Si scambia uno sguardo con Riley, che non ha smesso di stringere la sua mano da quando sono scesi dalle altalene e decide che, se i medici sono ottimisti, può scegliere di esserlo anche lui.
“Insieme,” sussurra come un mantra, incrociando lo sguardo risoluto di Riley.
“Insieme,” ribadisce lei, strizzandogli affettuosamente la mano.


 
 
Nota dell’autrice:
Sembra quasi impossibile essere già qui ad aggiornare questa storia, ma l’ispirazione è tanta e avevo la necessità di sfruttarla.

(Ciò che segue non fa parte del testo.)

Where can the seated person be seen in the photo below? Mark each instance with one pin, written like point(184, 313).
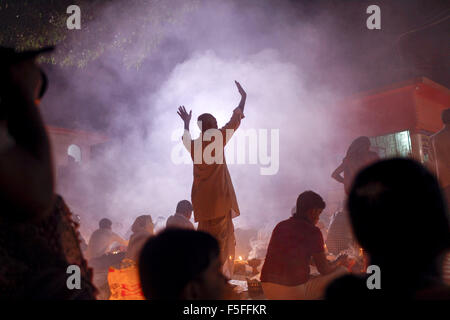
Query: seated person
point(181, 217)
point(142, 230)
point(398, 216)
point(180, 264)
point(285, 273)
point(102, 239)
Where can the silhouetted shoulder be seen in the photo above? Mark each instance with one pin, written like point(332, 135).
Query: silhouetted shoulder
point(349, 287)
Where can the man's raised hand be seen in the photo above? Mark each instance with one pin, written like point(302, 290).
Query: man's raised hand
point(240, 89)
point(186, 117)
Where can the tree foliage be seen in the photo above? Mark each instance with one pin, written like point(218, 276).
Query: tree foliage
point(132, 28)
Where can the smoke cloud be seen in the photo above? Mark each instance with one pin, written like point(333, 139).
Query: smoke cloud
point(275, 54)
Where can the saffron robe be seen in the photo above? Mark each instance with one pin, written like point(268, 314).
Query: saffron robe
point(212, 194)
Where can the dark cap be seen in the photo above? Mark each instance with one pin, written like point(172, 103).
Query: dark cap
point(10, 56)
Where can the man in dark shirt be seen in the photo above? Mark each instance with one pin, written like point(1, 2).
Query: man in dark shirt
point(285, 274)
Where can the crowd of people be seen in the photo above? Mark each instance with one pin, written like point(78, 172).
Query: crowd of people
point(396, 211)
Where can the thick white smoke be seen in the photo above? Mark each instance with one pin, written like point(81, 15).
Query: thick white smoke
point(271, 53)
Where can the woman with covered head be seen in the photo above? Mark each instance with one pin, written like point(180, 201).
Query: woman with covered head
point(358, 156)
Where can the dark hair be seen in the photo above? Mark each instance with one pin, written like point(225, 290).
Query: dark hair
point(183, 206)
point(105, 223)
point(169, 261)
point(141, 222)
point(399, 201)
point(358, 145)
point(208, 121)
point(308, 200)
point(446, 116)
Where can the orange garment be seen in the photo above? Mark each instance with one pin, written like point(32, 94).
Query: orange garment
point(213, 194)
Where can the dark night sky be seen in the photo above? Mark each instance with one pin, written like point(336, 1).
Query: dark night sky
point(376, 58)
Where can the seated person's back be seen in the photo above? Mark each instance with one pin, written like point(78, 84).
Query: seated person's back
point(291, 247)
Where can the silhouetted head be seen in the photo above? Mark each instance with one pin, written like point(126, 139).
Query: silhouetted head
point(185, 208)
point(143, 223)
point(105, 223)
point(181, 264)
point(398, 215)
point(309, 206)
point(359, 145)
point(206, 121)
point(446, 116)
point(9, 56)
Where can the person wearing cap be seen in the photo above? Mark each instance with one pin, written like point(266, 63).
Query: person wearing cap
point(181, 217)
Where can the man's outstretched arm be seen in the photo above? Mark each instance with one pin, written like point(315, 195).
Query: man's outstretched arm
point(26, 169)
point(186, 117)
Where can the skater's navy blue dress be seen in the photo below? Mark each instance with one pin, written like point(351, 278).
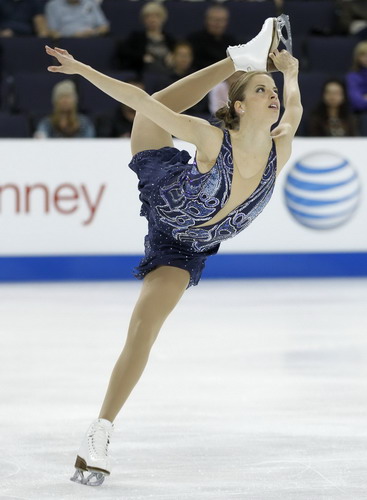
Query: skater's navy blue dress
point(176, 198)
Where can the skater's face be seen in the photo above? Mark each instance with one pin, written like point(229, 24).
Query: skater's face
point(261, 99)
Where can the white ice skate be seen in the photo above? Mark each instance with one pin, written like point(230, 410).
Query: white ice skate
point(93, 454)
point(254, 55)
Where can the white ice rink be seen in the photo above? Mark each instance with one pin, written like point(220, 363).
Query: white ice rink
point(255, 390)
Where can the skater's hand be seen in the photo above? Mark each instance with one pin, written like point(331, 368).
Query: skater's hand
point(283, 61)
point(280, 131)
point(68, 64)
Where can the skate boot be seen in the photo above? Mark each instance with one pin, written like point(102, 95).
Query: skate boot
point(92, 456)
point(254, 55)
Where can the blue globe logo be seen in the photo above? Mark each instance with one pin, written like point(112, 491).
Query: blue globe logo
point(322, 190)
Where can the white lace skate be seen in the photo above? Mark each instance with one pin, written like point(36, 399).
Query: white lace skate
point(93, 454)
point(254, 55)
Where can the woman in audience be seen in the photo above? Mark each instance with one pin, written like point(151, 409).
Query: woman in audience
point(148, 50)
point(65, 121)
point(357, 78)
point(332, 116)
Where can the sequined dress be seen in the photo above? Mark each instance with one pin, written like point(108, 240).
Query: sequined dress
point(176, 198)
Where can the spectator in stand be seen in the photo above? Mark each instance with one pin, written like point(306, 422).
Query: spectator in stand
point(211, 43)
point(218, 96)
point(357, 79)
point(148, 50)
point(75, 18)
point(332, 116)
point(65, 121)
point(22, 17)
point(352, 17)
point(121, 123)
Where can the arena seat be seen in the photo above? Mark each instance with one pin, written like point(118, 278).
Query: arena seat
point(123, 16)
point(307, 16)
point(31, 93)
point(24, 54)
point(332, 54)
point(184, 19)
point(97, 52)
point(246, 18)
point(92, 100)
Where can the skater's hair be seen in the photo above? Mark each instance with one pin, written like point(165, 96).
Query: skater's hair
point(227, 114)
point(359, 50)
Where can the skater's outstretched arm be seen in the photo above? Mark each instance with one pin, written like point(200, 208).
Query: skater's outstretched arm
point(187, 128)
point(284, 133)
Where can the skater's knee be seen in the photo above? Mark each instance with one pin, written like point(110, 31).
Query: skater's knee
point(142, 335)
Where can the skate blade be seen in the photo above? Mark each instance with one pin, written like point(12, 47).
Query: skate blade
point(283, 22)
point(270, 66)
point(94, 478)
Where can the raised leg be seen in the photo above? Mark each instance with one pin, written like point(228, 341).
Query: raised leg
point(161, 291)
point(179, 96)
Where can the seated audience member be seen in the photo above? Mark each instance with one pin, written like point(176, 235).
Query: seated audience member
point(352, 17)
point(332, 117)
point(65, 121)
point(210, 44)
point(120, 124)
point(149, 49)
point(357, 79)
point(75, 18)
point(22, 17)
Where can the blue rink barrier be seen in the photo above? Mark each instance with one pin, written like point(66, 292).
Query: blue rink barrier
point(223, 266)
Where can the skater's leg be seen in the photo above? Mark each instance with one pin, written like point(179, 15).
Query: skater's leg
point(161, 291)
point(179, 96)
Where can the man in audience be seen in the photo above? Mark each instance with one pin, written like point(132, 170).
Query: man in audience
point(211, 43)
point(22, 17)
point(76, 18)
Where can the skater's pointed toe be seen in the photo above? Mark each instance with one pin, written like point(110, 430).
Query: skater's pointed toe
point(254, 55)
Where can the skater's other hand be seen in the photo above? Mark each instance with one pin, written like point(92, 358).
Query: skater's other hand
point(284, 61)
point(68, 64)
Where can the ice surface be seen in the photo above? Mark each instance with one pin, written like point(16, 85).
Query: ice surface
point(255, 390)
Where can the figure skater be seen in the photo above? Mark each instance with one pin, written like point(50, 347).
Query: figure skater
point(191, 207)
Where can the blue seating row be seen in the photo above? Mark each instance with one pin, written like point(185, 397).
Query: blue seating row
point(316, 53)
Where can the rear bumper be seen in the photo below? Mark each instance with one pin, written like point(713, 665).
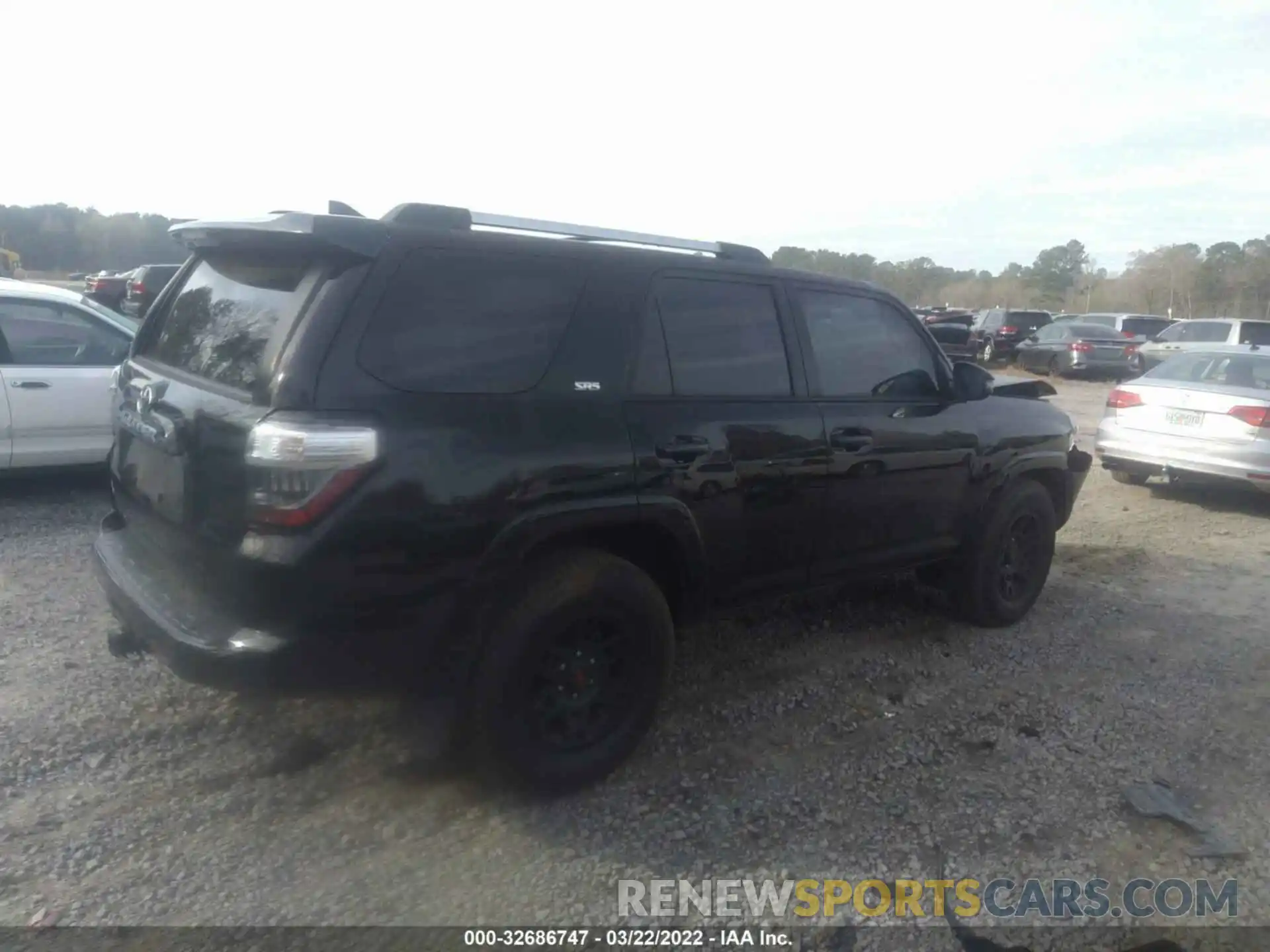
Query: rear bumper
point(324, 643)
point(1119, 448)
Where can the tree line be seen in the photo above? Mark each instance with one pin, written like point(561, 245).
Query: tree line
point(1227, 280)
point(62, 239)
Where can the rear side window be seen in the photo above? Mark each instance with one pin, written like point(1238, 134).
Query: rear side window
point(723, 338)
point(220, 324)
point(462, 323)
point(1093, 332)
point(1255, 333)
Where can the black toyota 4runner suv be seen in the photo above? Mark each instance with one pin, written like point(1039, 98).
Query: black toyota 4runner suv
point(484, 451)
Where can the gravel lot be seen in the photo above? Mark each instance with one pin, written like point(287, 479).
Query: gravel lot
point(840, 735)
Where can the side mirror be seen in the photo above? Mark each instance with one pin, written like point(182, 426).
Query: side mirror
point(970, 381)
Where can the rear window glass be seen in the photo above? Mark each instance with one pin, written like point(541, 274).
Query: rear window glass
point(1028, 320)
point(220, 323)
point(1144, 325)
point(464, 323)
point(1198, 333)
point(1227, 370)
point(723, 338)
point(1255, 333)
point(1095, 332)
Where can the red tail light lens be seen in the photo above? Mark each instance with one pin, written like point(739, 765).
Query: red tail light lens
point(1123, 399)
point(302, 470)
point(1253, 415)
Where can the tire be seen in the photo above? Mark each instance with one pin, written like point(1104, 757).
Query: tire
point(583, 608)
point(984, 588)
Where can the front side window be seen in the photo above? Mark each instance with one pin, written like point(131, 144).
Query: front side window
point(723, 338)
point(220, 324)
point(864, 347)
point(38, 334)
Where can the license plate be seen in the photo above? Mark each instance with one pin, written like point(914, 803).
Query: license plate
point(1184, 418)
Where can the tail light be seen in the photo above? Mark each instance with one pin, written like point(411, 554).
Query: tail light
point(302, 470)
point(1256, 416)
point(1123, 399)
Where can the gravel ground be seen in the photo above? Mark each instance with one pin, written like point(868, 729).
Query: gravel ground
point(840, 735)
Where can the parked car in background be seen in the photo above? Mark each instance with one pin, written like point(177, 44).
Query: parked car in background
point(58, 352)
point(949, 315)
point(1071, 348)
point(1197, 335)
point(1198, 413)
point(1134, 327)
point(108, 287)
point(954, 339)
point(489, 442)
point(999, 331)
point(144, 287)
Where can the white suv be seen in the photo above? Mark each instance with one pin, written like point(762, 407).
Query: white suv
point(1199, 335)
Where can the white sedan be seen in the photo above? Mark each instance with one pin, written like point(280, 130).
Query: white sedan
point(58, 350)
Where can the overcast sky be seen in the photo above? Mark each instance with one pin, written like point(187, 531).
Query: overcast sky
point(972, 132)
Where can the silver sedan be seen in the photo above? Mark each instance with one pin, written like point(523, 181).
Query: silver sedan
point(1070, 347)
point(1203, 413)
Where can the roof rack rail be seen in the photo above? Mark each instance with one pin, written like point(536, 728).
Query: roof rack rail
point(419, 215)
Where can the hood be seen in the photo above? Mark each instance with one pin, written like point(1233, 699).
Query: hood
point(1029, 387)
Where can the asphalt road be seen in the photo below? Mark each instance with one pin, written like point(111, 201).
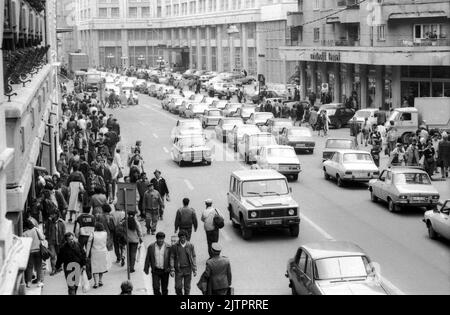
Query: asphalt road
point(410, 262)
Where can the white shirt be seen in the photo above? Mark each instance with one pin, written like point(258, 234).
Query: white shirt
point(159, 256)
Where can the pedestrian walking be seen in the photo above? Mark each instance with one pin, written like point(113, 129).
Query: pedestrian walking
point(153, 204)
point(72, 259)
point(158, 262)
point(84, 226)
point(211, 229)
point(98, 253)
point(35, 257)
point(55, 230)
point(216, 280)
point(186, 219)
point(183, 264)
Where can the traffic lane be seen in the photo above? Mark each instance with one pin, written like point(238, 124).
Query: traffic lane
point(347, 213)
point(258, 265)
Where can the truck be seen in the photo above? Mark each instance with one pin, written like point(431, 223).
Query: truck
point(78, 62)
point(432, 112)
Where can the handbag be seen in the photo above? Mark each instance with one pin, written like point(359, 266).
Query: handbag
point(45, 253)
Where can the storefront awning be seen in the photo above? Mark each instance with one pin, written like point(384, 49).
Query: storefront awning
point(416, 15)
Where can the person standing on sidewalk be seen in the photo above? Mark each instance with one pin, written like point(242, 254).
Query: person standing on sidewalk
point(160, 185)
point(183, 264)
point(216, 280)
point(212, 231)
point(153, 203)
point(158, 259)
point(72, 257)
point(186, 219)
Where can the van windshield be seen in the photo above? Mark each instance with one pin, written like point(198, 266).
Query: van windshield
point(275, 187)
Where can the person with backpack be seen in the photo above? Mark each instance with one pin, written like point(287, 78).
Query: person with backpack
point(213, 222)
point(186, 219)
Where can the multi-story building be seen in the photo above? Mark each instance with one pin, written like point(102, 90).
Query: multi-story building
point(215, 35)
point(386, 51)
point(27, 123)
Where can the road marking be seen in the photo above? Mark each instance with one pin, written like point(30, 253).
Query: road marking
point(391, 287)
point(188, 184)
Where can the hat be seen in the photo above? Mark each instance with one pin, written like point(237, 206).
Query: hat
point(216, 248)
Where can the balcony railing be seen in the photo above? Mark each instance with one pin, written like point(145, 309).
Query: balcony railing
point(21, 65)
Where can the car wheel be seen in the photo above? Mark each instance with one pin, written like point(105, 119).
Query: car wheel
point(246, 232)
point(392, 206)
point(340, 182)
point(431, 232)
point(373, 197)
point(294, 230)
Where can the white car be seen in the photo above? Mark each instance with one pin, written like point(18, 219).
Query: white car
point(350, 166)
point(249, 146)
point(280, 158)
point(438, 221)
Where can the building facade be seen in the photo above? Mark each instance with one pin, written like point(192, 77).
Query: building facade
point(28, 124)
point(387, 52)
point(213, 35)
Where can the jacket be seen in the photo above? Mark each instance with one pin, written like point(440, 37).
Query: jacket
point(217, 274)
point(150, 261)
point(174, 254)
point(185, 219)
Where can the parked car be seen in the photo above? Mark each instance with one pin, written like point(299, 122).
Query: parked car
point(261, 199)
point(300, 138)
point(334, 144)
point(333, 268)
point(280, 158)
point(235, 135)
point(191, 149)
point(211, 117)
point(350, 166)
point(438, 221)
point(259, 118)
point(404, 187)
point(225, 125)
point(339, 114)
point(251, 143)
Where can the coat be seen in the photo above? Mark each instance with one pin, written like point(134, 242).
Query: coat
point(150, 261)
point(217, 275)
point(174, 261)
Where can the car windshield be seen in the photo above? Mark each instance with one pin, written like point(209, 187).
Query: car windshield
point(265, 188)
point(340, 268)
point(262, 140)
point(192, 142)
point(282, 153)
point(362, 114)
point(340, 144)
point(357, 157)
point(412, 179)
point(300, 133)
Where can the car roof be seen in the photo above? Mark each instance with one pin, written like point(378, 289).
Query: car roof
point(254, 175)
point(329, 249)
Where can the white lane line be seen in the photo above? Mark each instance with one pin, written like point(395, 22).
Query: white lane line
point(391, 287)
point(188, 184)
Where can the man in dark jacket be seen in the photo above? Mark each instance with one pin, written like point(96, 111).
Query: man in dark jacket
point(160, 185)
point(73, 257)
point(216, 280)
point(186, 219)
point(158, 259)
point(183, 264)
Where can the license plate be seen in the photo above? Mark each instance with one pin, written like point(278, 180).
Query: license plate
point(274, 222)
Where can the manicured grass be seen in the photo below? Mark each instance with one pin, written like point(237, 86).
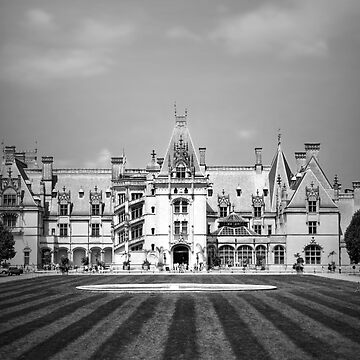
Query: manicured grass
point(305, 318)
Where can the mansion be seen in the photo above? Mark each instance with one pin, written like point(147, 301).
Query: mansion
point(177, 210)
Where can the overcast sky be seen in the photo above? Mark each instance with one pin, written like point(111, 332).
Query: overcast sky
point(86, 79)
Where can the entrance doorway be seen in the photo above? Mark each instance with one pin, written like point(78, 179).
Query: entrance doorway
point(180, 255)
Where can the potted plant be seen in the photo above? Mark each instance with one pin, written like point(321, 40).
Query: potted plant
point(299, 264)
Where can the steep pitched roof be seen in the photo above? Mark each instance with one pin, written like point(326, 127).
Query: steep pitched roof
point(180, 148)
point(279, 167)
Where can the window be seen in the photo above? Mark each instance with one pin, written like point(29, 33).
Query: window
point(313, 255)
point(257, 229)
point(245, 255)
point(121, 236)
point(312, 206)
point(279, 255)
point(257, 211)
point(63, 209)
point(136, 232)
point(95, 230)
point(177, 227)
point(63, 230)
point(9, 221)
point(226, 254)
point(121, 198)
point(9, 199)
point(95, 209)
point(223, 211)
point(136, 196)
point(312, 227)
point(180, 206)
point(26, 257)
point(184, 227)
point(136, 212)
point(180, 172)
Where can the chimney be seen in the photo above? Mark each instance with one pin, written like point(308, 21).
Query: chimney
point(202, 152)
point(47, 168)
point(300, 158)
point(312, 150)
point(258, 160)
point(117, 164)
point(9, 154)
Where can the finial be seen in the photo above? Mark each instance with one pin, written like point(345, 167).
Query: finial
point(279, 136)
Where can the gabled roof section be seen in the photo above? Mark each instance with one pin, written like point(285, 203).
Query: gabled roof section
point(181, 149)
point(280, 169)
point(310, 180)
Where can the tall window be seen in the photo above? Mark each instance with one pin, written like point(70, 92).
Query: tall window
point(95, 230)
point(312, 227)
point(312, 206)
point(63, 230)
point(63, 209)
point(181, 206)
point(257, 211)
point(245, 255)
point(313, 255)
point(226, 254)
point(95, 209)
point(180, 172)
point(136, 232)
point(26, 257)
point(223, 211)
point(9, 199)
point(257, 229)
point(279, 255)
point(9, 221)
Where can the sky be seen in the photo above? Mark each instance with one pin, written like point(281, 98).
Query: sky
point(86, 80)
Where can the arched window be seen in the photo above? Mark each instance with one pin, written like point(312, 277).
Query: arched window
point(9, 197)
point(245, 255)
point(279, 255)
point(260, 253)
point(313, 255)
point(226, 254)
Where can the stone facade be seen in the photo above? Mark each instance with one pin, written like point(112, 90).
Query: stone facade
point(178, 210)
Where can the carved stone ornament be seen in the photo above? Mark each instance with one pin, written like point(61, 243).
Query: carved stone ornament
point(224, 199)
point(95, 196)
point(312, 193)
point(64, 196)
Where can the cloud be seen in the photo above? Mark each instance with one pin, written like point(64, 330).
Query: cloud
point(102, 161)
point(300, 30)
point(84, 51)
point(40, 18)
point(180, 32)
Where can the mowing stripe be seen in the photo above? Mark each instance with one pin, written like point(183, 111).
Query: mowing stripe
point(341, 327)
point(89, 342)
point(127, 331)
point(211, 340)
point(29, 309)
point(59, 340)
point(307, 343)
point(19, 331)
point(181, 342)
point(237, 331)
point(354, 312)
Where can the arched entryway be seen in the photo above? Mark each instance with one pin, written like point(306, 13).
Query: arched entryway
point(180, 255)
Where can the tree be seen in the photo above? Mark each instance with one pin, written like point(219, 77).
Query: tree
point(352, 238)
point(7, 243)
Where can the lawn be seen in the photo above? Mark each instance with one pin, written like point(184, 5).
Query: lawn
point(305, 318)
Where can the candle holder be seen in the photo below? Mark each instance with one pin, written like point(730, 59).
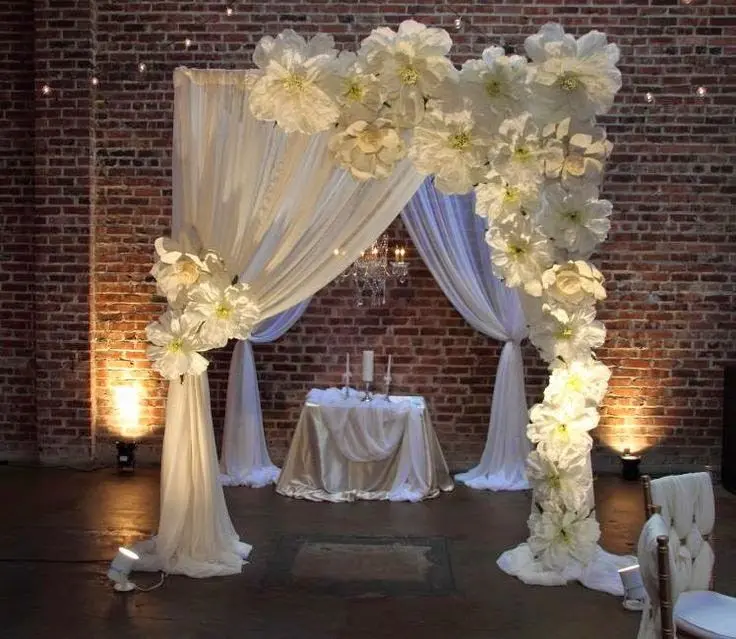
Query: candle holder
point(368, 395)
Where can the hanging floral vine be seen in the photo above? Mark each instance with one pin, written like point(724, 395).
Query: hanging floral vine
point(521, 132)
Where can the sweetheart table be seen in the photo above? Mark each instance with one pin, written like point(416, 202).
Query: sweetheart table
point(345, 449)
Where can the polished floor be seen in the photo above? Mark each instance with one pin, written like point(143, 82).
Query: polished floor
point(60, 528)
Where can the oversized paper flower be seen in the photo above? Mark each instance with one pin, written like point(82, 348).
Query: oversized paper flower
point(518, 154)
point(567, 334)
point(575, 220)
point(452, 147)
point(368, 150)
point(496, 84)
point(573, 284)
point(559, 536)
point(175, 344)
point(572, 77)
point(576, 153)
point(559, 425)
point(293, 89)
point(519, 255)
point(359, 92)
point(586, 377)
point(411, 64)
point(565, 480)
point(502, 202)
point(227, 312)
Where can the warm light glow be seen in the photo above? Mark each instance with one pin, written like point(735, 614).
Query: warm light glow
point(128, 410)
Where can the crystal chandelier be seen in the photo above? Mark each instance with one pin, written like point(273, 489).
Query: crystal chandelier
point(372, 269)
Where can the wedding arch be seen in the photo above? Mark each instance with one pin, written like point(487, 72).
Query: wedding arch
point(283, 174)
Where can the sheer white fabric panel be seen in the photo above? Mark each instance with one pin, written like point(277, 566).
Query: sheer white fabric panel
point(244, 459)
point(276, 208)
point(451, 240)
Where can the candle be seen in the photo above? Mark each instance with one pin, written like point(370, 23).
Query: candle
point(367, 366)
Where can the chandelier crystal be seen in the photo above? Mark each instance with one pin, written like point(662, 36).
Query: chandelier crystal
point(370, 272)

Il titolo si rifà ai sogni infranti di Oliver e Maddy, ma anche a quelli di Mike e Riley bambini, che nel frattempo sono cambiati e si sono evoluti. Mi rendo conto che, forse, la parte dedicata alla Kid!Fic del capitolo è un po’ meno preponderante rispetto a quella più emotiva dettata dalle reazioni di Mike, di Riley e dei genitori di Sophie e Lucas all’incidente, ma mi sembrava il modo migliore per far affrontare questo dolore a Mike. Tra l'altro, avevo già accennato in un'altra storia che il padre di Lucas era pompiere e quindi, giusto perchè la mia vena drammatica è particolarmente funzionante in questo periodo, è lui che interviene con la sua squadra sul luogo dell'incidente.
Riley è sempre rimasta sullo sfondo e sono felice di riuscire a raccontarvi anche di lei, finalmente. Il rapporto tra Mike e Riley è molto platinico, anche se hanno anche tentato la strada del romanticismo ad un certo punto, ma non ha funzionato… approfondirò anche quei dettagli appena mi sarà possibile.
Spero che questo capitolo, un po’ meno dark del precedente, sia di vostro gradimento e che la storia di questi ragazzi vi interessi e vi appassioni.